In the literature, languages of bounded tree dimension are also known as quasi-rational languages (Qrt), defined as the substitution closure of the linear languages [2, Sect. 6.2], as non-expansive languages, defined by grammars that admit no rewriting of the form \(A \Longrightarrow ^* uAvAw\), and as finite-index languages, that is, languages defined by grammars in which the number of nonterminals in a sentential form is bounded by a constant [32]. Quasi-rational languages form a hierarchy with respect to k, the number of levels of substitution, denoted by Qrt(k), whereas finite-index languages form a hierarchy with respect to k, the bound on number of nonterminal symbols, called index k. More precisely, it is known that Qrt(k) and index k languages are the same class [2, Prop. 6.6]. The relation between this parameter k and the maximum tree dimension is as follows: for grammars with at most m nonterminal symbols on the right-hand side of rules, and with tree dimension bounded by d, the index is at most \((m-1)(d-1)+1\) [11, Lem. 2.2]; in particular, it is d for grammars in the Chomsky normal form.

The easiest languages from this class are the linear languages: these are languages of tree dimension 1, or languages of index 1, or the class Qrt(1). Their rational index is known to be \(O(n^2)\) [4]. A lower bound on the rational index of languages from the entire class was established by Boasson, Courcelle and Nivat [4], who showed that there is a language from Qrt(k) with rational index \(\Omega (n^{2k})\).

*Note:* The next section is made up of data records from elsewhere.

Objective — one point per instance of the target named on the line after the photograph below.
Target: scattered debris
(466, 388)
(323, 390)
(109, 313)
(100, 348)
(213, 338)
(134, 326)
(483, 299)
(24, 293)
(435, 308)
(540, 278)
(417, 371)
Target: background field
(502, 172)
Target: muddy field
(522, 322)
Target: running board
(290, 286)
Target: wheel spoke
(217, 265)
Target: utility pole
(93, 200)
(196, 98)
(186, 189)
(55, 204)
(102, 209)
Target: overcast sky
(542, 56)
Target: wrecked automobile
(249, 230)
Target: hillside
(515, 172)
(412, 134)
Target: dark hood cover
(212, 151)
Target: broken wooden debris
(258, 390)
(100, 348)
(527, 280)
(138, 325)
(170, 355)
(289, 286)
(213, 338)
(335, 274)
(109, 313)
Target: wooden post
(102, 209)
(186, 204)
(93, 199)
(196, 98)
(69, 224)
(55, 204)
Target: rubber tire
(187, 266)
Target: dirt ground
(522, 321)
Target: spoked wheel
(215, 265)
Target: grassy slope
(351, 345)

This paper begins with adapting the known results to the setting of grammars with bounded tree dimension. First, it is derived from the work of Chytil and Monien [7] that languages of tree dimension bounded by d have rational index \(O(n^{2d})\): this is explained in Section 3 of this paper. In Section 4, the argument of Boasson, Courcelle and Nivat [4] is adapted to proving a more precise bound: that, for every d, there is a language of tree dimension bounded by d with rational index \(\frac{1}{2^{d^2 + d - 3} 3^{2d}} n^{2d}\).

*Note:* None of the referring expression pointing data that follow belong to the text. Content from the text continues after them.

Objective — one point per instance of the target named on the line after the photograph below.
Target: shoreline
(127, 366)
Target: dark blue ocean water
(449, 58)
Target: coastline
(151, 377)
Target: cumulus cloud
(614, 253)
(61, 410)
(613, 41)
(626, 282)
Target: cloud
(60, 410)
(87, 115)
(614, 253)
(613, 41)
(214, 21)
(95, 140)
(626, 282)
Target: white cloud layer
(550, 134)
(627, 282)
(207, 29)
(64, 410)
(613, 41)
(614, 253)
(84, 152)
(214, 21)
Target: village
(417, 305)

The results in Sections 34 serve as a model for a similar investigation of multi-component grammars. Instead of defining substrings, these grammars define k-tuples of substrings, for bounded k, and otherwise are the same as ordinary (context-free) grammars. In particular, they have similar parse trees, to which the notion of the tree dimension is equally applicable. The relevant definitions are given in Section 5. In the subsequent Section 6, the Chytil–Monien lemma is extended to multi-component grammars of tree dimension bounded by d: they are proved to have rational index \(O(n^{2kd})\). In Section 7, a matching lower bound on the rational index is established, thus demonstrating that it is of the order \(\Theta (n^{2kd})\) in the worst case.

Some implications of these results are presented in Section 8. The maximum order of magnitude of the rational index is determined for superlinear languages [5], and some bounds are obtained for languages of bounded oscillation [13, 38], and for the linear subclass of multi-component grammars [10, 18].

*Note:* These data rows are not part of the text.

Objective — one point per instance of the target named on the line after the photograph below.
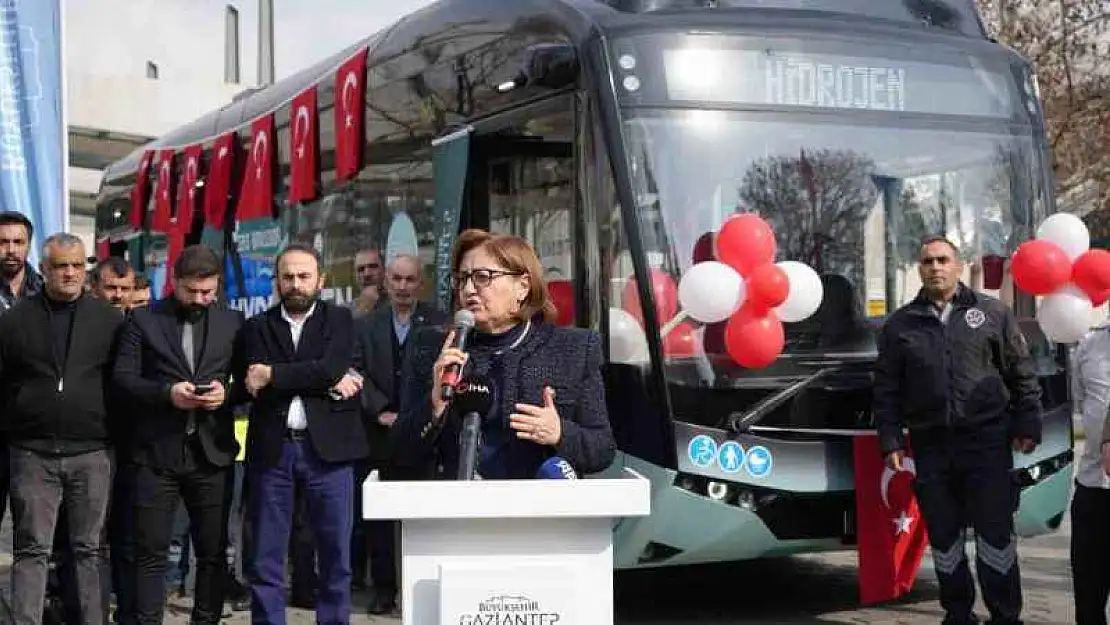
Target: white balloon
(1067, 231)
(1065, 315)
(627, 342)
(805, 295)
(710, 291)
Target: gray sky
(309, 30)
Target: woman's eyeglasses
(482, 278)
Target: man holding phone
(175, 360)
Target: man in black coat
(56, 350)
(175, 361)
(955, 369)
(305, 432)
(382, 339)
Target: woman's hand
(447, 356)
(540, 424)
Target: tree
(1067, 41)
(817, 205)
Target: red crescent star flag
(163, 192)
(139, 197)
(256, 195)
(304, 139)
(187, 190)
(218, 183)
(891, 537)
(350, 107)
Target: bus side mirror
(552, 66)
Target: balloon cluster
(734, 278)
(1073, 279)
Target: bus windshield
(849, 192)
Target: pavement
(803, 590)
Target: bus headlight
(717, 491)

In the final Section 9, the results of this paper are adapted to LL(1)-grammars in the Greibach normal form, and their potential application to conjunctive and Boolean grammars is discussed.

2 Definitions

A (context-free) grammar is a quadruple \(G = (\Sigma , N, R, S)\), where \(\Sigma \) is an alphabet; N is a set of nonterminal symbols; R is a set of rules, each of the form \(A \rightarrow \alpha \), with \(A \in N\) and \(\alpha \in (\Sigma \cup N)^*\); and \(S \in N\) is the start symbol. A parse tree is a tree, in which every leaf is labelled with a symbol from \(\Sigma \), while every internal node is labelled with a nonterminal symbol \(A \in N\) and has an associated rule \(A \rightarrow X_1 \ldots X_\ell \in R\), so that the node has \(\ell \) ordered children labelled with \(X_1, \ldots , X_\ell \). The language defined by each nonterminal symbol \(A \in N\), denoted by \(L_G(A)\), is the set of all strings \(w \in \Sigma ^*\), for which there exists a parse tree, with A as a root and with the leaves forming the string w. The language defined by the grammar is \(L(G)=L_G(S)\).

A grammar G is said to be is in the Chomsky normal form, if all rules of R are of the form \(A \rightarrow BC\), with \(B, C \in N\), or of the form \(A \rightarrow a\), with \(a \in \Sigma \).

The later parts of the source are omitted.